November 5 - I’ve heard he’d be a lock to be a first-round pick, maybe even within the first 10 picks in June’s MLB Draft.
Nave Savino and his family, however, are sticking to their principles.
His parents have stressed the importance of education to their children, and feel there’s something to be said for honoring one’s commitment. That parenting has yielded a grounded young man who is the same kid that walked into Joe Terango’s elementary school classroom a decade ago.
Ok, maybe he’s a little bigger - 6-foot-3 and 195 pounds, to be exact - and that 7-year-old wouldn’t have dominated area hitters like the teenage version has done for Terango’s Potomac Falls club. But you get my point.
We’ve learned that the left-hander with the blazing 95 MPH fastball and pro-ready slider will sign his National Letter of Intent next week to pitch at the University of Virginia beginning this spring. Once he’s enrolled, he can’t be drafted in 2020. But by entering school early, he’ll be eligible in 2022, a year earlier than if he had suited up for the Panthers this spring and graduated with his classmates in June.
Some are wondering why? Why would he leave millions on the table? The last first-round pick in the 2019 draft signed for $2.2 million, and Savino - who won’t turn 18 until January, as Virginia is opening its season - was likely to be taken somewhere between there and the first pick, which last year signed for $8.4 million.
Sure, this move is a risk.
Austin Bergner was projected as a first round selection out of high school in 2016 but chose instead to pitch at North Carolina. His stock fell and he was taken in the ninth round in June, his decision ultimately costing him millions. Locally, Jamie Sara was taken by San Diego in the 12th round in the 2016 draft out of West Potomac and offered a six-figure bonus to sign. He declined and honored his scholarship at William & Mary, and was taken in the 25th round this past June and signed for a fraction of that.
On the flip end of this conundrum, there’s J.B. Bukauskas. He was projected as a high-round pick out of Stone Bridge in 2014 but chose instead to pitch at UNC. Three years later, the Houston Astros made him a millionaire by taking him No. 13 overall.
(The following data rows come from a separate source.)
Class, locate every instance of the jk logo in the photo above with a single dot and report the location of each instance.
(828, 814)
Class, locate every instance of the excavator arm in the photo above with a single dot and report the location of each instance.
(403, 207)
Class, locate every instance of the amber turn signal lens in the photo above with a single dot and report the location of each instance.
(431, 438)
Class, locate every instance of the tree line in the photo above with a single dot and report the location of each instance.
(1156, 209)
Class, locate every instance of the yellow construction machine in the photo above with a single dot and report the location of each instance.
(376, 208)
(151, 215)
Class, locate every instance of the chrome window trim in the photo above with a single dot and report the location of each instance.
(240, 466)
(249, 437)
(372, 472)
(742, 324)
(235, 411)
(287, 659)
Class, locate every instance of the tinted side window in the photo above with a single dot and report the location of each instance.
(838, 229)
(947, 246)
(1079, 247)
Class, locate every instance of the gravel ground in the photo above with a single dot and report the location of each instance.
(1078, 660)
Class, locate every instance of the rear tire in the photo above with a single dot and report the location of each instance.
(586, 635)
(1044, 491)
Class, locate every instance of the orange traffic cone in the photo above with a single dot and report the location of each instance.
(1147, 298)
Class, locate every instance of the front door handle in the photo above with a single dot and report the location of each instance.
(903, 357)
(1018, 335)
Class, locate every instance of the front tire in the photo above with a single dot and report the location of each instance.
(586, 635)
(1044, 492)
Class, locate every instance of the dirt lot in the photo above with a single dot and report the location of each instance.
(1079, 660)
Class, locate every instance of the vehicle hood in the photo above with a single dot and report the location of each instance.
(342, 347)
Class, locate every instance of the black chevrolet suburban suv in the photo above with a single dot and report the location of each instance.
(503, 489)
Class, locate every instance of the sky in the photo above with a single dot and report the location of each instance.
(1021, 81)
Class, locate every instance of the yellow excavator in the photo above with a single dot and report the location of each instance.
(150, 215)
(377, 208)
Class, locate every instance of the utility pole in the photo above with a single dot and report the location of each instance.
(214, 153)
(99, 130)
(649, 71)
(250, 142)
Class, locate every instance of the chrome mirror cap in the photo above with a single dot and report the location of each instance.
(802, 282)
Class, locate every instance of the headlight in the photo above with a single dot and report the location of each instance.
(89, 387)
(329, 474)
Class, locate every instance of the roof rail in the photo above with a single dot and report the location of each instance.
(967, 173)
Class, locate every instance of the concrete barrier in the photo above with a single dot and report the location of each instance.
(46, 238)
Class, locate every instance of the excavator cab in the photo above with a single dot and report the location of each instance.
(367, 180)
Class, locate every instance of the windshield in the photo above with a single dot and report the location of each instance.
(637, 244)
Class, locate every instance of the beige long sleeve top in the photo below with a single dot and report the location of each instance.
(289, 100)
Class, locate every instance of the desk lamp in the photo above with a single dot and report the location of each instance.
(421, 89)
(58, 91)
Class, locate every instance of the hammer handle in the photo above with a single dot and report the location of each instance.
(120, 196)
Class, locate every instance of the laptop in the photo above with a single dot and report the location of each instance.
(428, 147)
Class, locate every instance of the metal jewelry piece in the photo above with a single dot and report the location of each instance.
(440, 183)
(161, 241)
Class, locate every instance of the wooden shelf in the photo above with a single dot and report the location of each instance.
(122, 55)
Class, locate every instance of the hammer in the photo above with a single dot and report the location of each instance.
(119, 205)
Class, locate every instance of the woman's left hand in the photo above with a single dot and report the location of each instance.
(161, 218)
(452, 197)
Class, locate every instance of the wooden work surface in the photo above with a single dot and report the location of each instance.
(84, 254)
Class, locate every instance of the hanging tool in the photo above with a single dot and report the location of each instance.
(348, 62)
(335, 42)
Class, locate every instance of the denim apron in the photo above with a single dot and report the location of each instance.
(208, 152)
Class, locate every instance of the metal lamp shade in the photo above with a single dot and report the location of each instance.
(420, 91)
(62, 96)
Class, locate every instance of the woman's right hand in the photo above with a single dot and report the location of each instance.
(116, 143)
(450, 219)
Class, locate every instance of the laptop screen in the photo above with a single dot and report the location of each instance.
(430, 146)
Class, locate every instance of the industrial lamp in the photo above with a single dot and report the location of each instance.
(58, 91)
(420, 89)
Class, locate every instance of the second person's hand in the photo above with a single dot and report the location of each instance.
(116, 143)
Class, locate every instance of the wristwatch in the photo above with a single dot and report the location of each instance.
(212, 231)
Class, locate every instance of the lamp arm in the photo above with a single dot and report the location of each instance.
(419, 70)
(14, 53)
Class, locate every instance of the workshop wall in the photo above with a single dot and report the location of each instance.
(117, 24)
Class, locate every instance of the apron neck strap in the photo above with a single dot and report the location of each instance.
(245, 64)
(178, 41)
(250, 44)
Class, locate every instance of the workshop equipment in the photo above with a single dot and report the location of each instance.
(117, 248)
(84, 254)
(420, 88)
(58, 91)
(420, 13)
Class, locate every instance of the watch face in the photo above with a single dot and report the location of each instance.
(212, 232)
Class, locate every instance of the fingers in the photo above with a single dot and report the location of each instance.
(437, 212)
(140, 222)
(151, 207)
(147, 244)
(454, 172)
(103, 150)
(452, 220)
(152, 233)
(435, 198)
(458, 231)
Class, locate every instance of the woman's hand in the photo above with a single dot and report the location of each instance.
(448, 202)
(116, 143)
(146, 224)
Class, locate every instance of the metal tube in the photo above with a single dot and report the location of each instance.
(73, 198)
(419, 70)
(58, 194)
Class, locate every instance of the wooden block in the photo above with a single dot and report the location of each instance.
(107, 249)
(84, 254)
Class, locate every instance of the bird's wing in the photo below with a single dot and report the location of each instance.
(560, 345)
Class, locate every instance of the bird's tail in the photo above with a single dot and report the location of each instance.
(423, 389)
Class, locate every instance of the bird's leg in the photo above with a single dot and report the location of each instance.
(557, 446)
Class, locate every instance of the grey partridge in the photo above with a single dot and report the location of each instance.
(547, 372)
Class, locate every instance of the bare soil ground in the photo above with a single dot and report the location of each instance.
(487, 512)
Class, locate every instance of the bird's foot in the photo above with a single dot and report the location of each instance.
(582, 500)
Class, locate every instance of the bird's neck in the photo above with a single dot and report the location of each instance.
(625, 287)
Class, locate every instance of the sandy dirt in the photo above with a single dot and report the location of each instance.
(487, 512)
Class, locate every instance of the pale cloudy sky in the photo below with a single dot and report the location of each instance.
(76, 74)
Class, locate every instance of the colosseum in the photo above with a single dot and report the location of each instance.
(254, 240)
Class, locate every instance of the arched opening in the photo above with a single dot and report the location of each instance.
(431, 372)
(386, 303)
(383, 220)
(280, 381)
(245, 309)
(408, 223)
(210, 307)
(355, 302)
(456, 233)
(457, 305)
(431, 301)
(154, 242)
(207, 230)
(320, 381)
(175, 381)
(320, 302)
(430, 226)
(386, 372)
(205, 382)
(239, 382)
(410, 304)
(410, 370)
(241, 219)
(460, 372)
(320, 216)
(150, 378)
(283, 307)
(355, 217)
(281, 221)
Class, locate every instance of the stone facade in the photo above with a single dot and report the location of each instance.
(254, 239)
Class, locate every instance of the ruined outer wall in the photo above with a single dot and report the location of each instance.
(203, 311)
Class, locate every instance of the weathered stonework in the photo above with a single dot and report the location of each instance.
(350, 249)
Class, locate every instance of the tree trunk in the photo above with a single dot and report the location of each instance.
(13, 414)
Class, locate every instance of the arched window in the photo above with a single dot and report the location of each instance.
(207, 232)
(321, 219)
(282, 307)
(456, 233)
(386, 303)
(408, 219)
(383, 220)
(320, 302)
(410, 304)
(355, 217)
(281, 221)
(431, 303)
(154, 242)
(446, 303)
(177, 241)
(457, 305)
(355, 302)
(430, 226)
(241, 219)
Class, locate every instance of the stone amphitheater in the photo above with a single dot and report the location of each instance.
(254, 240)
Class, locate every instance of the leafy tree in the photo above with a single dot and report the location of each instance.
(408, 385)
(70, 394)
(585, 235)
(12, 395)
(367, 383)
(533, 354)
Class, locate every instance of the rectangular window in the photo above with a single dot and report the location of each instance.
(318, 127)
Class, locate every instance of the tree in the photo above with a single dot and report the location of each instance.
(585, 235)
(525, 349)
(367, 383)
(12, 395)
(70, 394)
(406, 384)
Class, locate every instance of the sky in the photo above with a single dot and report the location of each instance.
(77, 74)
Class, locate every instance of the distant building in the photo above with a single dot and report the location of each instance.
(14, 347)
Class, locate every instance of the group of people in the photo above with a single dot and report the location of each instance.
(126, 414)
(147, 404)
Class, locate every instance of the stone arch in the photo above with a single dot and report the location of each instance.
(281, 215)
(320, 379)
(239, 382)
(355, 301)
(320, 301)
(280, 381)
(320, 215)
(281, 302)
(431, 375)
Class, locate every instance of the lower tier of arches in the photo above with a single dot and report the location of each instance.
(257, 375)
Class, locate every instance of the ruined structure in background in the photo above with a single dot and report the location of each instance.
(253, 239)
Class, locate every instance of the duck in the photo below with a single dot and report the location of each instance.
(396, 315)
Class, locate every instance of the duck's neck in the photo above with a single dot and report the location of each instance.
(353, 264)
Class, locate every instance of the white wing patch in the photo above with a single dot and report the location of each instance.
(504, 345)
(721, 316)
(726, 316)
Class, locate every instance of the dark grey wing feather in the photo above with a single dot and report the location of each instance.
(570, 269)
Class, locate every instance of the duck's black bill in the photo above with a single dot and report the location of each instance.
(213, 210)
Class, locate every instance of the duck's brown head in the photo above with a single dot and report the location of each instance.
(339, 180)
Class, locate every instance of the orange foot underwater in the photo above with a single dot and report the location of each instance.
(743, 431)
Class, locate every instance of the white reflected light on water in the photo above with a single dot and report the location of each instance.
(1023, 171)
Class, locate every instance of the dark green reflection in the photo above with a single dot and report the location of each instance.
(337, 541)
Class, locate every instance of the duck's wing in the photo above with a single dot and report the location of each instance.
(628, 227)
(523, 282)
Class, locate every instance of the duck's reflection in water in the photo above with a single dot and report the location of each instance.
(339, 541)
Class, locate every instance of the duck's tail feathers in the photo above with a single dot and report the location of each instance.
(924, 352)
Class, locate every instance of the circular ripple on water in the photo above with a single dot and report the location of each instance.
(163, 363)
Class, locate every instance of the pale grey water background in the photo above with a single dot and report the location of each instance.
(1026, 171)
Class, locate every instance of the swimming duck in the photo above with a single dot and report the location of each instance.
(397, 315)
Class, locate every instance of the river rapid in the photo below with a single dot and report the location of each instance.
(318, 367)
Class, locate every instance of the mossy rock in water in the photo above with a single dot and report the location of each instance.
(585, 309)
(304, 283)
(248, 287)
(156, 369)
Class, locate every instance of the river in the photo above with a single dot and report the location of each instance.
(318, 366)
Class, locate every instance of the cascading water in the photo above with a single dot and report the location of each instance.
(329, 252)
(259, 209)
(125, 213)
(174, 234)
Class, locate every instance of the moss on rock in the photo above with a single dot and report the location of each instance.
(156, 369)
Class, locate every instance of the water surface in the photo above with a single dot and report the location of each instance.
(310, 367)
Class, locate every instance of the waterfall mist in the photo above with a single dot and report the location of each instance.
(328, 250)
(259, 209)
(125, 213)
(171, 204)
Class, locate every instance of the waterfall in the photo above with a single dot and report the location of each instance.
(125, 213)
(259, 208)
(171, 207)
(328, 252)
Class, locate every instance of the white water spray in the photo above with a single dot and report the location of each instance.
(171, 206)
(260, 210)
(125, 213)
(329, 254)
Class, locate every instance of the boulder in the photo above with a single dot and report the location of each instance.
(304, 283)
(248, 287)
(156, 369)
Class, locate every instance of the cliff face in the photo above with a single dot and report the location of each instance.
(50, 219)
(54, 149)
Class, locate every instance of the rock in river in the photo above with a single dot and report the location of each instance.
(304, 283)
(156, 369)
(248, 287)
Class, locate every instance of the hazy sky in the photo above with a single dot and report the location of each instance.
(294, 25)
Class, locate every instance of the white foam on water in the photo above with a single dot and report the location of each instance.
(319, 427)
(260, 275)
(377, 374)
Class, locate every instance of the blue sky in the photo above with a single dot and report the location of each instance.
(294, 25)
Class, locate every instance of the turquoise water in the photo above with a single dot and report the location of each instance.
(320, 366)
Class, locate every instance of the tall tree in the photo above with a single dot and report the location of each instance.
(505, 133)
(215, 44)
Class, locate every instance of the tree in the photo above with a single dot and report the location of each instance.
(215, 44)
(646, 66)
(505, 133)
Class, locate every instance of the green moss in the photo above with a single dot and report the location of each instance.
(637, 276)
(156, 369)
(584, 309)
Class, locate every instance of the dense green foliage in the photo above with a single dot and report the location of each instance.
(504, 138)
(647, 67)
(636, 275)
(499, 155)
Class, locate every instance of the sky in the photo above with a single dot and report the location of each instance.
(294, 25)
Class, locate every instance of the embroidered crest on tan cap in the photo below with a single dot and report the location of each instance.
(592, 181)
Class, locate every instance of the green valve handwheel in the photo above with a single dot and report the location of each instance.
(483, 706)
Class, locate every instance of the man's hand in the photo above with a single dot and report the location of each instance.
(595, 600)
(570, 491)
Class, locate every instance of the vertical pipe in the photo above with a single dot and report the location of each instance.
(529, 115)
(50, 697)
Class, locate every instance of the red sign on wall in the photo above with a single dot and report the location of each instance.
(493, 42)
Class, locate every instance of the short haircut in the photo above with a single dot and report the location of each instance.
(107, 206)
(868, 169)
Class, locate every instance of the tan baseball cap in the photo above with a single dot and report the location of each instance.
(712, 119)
Baseball is a game of risk. Players take them every time they attempt to stretch a hit into a double, then a minute later, their coach could be taking one by waving them home. You think Nationals GM Mike Rizzo didn’t take a risk by sticking by his manager, Davey Martinez, after their well-documented 19-31 start? I’d say that worked out just fine.
I think there’s something to be said about Savino’s willingness to take this risk. He’s going to be in great hands with a coach in UVA’s Brian O’Connor who is one of the best in the business. He’s going to be at a Power 5 conference program that comes with all the bells and whistles - top-tier facilities and support staff, etc. - and let’s not forget the outstanding academic reputation the Charlottesville school has.
Savino and his family have their priorities in order, and they stuck to their principles when the outside noise was pushing them to go chase the dollars now. It’s refreshing. And if he’s as good as we’re all certain he is, those dollars will still be there in 2022.
Go be a college kid. Go get the Wahoos back to Omaha.
I tip my cap to the Savinos. Thank you for setting a great example for others to follow.